1An operational unit in an air force consisting of two or more flights of aircraft and the personnel required to fly them.
- Indeed, the Polish airmen who managed to reach the UK formed a fully-fledged Polish air force with 14 squadrons and support services, and this by 1941.
- Losses were heavy and the RAAF squadrons were supplemented by RAF Hudsons flown from India.
- As part of the tour, the group will also visit Air Force squadrons on base to see how they fly and maintain their fleet.
1.1A principal division of an armored or cavalry regiment, consisting of two or more troops.
- Numerically, each of its three cavalry squadrons has the equivalent of a tank battalion, a mechanized battalion, and an artillery battery.
- The rarely-used Scottish state coach, drawn by four white horses, was escorted by two squadrons of the Household Cavalry.
- Cavalrymen familiar with the command and control squadrons of the border regiments during the Cold War will recognize this organization.
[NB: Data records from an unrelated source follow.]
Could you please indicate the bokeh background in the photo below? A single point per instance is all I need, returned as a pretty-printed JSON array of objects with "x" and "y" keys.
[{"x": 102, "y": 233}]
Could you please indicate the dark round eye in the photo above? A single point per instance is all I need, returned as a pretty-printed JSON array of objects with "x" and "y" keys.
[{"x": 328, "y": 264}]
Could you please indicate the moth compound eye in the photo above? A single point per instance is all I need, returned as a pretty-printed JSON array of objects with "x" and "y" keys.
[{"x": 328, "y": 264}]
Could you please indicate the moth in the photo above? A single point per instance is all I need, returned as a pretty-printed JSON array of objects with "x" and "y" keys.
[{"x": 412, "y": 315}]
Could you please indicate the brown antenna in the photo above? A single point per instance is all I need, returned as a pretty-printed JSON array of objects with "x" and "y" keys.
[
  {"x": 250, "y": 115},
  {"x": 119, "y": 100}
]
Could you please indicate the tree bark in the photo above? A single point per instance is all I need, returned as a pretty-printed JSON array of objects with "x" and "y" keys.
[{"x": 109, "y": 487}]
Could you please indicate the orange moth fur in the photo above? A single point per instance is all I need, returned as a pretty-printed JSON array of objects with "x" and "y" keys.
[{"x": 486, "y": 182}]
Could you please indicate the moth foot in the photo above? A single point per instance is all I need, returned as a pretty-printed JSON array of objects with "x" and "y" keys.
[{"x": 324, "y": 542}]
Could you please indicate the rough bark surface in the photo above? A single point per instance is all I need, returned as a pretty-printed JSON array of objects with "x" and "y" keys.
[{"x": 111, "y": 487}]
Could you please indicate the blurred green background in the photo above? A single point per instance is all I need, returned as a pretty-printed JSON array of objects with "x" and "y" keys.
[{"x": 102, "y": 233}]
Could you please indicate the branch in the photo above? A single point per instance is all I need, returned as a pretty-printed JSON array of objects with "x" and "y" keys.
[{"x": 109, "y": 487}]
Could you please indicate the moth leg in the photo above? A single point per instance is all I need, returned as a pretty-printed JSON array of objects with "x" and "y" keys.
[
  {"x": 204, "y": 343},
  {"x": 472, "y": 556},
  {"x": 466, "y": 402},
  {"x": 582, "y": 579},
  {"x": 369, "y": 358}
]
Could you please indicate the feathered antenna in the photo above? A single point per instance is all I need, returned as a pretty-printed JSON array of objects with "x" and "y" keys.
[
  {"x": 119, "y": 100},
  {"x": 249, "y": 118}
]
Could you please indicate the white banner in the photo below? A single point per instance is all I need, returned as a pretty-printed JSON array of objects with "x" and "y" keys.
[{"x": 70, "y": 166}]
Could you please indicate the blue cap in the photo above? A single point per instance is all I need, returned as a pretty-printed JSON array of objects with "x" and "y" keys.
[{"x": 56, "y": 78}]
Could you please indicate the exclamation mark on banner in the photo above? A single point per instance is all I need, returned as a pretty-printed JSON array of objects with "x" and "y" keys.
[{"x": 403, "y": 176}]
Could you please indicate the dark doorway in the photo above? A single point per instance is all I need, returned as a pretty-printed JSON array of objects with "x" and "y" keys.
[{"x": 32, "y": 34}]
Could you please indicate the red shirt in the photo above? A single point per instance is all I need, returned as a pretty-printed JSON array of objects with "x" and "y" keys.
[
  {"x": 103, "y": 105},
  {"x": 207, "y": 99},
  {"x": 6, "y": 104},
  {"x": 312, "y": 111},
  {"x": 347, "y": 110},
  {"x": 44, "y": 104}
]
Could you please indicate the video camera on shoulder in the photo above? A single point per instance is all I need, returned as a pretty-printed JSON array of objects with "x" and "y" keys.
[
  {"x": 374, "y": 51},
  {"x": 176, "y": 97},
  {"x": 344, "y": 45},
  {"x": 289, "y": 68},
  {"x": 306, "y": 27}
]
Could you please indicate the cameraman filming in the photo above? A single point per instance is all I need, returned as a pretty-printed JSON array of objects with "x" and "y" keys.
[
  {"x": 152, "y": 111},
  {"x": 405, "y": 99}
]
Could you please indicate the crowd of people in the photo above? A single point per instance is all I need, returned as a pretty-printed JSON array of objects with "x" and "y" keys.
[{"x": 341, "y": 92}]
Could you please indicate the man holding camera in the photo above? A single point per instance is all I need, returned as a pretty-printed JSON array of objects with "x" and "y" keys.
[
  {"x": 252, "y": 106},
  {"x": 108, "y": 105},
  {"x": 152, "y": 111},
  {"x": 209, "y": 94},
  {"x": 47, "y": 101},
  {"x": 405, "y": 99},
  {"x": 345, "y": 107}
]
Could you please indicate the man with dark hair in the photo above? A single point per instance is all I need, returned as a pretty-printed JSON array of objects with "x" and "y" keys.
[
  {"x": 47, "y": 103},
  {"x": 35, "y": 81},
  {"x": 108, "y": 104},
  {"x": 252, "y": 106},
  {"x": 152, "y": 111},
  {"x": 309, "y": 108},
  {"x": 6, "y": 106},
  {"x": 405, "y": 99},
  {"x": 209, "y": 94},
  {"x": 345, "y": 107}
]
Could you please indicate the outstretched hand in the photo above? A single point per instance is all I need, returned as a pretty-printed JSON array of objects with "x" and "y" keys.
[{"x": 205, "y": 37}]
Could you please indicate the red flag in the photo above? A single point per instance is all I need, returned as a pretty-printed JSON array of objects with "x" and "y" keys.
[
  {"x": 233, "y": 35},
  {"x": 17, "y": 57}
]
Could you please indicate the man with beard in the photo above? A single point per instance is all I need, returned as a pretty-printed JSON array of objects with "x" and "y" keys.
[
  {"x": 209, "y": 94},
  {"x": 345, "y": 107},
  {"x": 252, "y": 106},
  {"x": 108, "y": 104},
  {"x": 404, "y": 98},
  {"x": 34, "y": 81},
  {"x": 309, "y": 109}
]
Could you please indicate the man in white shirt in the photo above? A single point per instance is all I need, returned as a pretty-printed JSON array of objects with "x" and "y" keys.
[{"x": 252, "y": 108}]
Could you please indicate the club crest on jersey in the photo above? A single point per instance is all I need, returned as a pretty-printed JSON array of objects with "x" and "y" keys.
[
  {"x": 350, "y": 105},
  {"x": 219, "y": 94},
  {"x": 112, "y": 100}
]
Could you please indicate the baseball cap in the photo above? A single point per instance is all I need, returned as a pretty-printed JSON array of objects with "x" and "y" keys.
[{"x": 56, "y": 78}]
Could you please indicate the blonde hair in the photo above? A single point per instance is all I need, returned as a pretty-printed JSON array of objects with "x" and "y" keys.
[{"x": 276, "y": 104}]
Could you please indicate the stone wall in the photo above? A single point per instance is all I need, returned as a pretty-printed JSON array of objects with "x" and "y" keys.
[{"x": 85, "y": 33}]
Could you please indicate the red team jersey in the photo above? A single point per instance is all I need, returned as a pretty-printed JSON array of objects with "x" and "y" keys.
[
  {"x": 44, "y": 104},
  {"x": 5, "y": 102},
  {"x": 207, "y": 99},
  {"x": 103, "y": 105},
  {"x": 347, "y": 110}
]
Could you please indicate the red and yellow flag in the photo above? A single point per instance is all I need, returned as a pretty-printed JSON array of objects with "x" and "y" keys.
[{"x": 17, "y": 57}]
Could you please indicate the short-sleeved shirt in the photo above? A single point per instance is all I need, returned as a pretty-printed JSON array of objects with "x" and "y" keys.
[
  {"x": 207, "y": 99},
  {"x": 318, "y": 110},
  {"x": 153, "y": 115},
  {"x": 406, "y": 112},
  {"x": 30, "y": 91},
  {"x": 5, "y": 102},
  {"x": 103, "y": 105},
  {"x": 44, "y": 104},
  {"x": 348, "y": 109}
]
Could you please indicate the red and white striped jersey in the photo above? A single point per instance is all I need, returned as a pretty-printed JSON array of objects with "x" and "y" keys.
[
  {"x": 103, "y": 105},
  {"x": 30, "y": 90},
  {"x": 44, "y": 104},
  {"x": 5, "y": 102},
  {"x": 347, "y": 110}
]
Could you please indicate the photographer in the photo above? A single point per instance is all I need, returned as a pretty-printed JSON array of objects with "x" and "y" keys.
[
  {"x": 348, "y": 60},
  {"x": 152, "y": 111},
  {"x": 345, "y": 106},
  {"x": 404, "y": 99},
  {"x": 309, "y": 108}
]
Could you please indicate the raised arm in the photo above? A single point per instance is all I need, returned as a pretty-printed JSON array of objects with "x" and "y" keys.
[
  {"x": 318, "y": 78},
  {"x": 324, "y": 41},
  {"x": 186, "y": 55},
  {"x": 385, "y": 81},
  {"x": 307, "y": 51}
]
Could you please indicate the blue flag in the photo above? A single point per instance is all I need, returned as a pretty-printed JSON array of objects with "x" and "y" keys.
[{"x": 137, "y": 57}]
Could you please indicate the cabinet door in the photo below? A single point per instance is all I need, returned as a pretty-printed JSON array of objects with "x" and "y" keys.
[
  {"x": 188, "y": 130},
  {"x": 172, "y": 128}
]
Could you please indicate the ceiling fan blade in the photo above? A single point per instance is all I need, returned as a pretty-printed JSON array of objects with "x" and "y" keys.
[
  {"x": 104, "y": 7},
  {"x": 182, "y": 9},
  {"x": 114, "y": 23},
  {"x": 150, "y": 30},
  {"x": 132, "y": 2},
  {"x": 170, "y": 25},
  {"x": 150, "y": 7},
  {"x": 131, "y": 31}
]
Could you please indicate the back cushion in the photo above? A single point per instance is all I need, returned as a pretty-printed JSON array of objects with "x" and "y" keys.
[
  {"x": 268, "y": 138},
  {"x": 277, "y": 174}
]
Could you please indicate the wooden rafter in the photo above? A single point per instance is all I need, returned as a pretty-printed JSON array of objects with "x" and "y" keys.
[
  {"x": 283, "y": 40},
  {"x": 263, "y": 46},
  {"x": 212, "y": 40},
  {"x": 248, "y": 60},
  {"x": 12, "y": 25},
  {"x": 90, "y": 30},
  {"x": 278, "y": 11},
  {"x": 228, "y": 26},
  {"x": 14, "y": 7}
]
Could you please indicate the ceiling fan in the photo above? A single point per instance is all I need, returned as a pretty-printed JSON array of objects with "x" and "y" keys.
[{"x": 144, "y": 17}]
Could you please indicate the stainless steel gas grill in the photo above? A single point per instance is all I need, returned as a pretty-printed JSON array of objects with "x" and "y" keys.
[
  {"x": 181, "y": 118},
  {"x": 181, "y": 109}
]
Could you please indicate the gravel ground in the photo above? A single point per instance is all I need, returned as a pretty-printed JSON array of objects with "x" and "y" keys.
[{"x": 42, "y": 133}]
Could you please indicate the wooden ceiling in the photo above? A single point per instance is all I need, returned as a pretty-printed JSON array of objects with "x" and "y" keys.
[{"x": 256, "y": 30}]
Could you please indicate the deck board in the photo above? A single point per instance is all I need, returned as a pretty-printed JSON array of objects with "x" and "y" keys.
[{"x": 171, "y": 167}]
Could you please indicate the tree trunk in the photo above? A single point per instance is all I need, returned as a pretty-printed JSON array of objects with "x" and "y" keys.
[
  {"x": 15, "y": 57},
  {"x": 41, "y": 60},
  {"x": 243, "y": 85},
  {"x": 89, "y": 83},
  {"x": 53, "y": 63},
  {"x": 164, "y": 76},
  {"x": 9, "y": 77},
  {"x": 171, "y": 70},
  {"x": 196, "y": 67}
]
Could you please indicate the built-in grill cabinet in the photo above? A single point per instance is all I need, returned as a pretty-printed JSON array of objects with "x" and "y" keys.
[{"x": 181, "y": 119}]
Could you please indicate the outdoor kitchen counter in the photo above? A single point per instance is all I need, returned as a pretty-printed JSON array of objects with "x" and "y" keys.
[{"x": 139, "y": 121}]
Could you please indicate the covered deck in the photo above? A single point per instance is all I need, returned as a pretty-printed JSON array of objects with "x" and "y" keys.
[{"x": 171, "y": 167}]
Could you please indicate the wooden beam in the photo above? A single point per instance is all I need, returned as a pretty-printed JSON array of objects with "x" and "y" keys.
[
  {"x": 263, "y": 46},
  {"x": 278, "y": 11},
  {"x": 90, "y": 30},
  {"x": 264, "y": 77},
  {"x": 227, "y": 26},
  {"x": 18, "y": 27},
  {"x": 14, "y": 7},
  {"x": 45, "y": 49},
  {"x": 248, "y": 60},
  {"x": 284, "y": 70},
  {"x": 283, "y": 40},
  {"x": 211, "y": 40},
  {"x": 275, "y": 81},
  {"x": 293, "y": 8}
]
1.2A group of warships detached on a particular duty or under the command of a flag officer.
- One of their drones shadowing the withdrawing enemy fleet has detected a squadron of enemy warships detaching from the main body.
- The only major sea battle in World War began with fighting between Royal Navy squadrons of battle-cruisers under Beatty and a German squadron under Rear Admiral von Hipper.
- The award is presented annually to the Royal Navy ship, squadron or Royal Marines unit that is judged to have done most to project a positive image of the Senior Service.
1.3 informal A large group of people or things: he immediately commissioned a squadron of architects
More example sentences
- Bradford Council insisted its squadron of gritters was working overtime, but thousands of frustrated motorists faced huge delays on normally-short journeys.
- The force now included around a battalion of infantry as well as a squadron of military engineers.
- They are met at the courthouse door by a squadron of court officers who proceed to subject them to a humiliating search.
Mid 16th century (originally denoting a group of soldiers in square formation): from Italian squadrone, from squadra 'square'.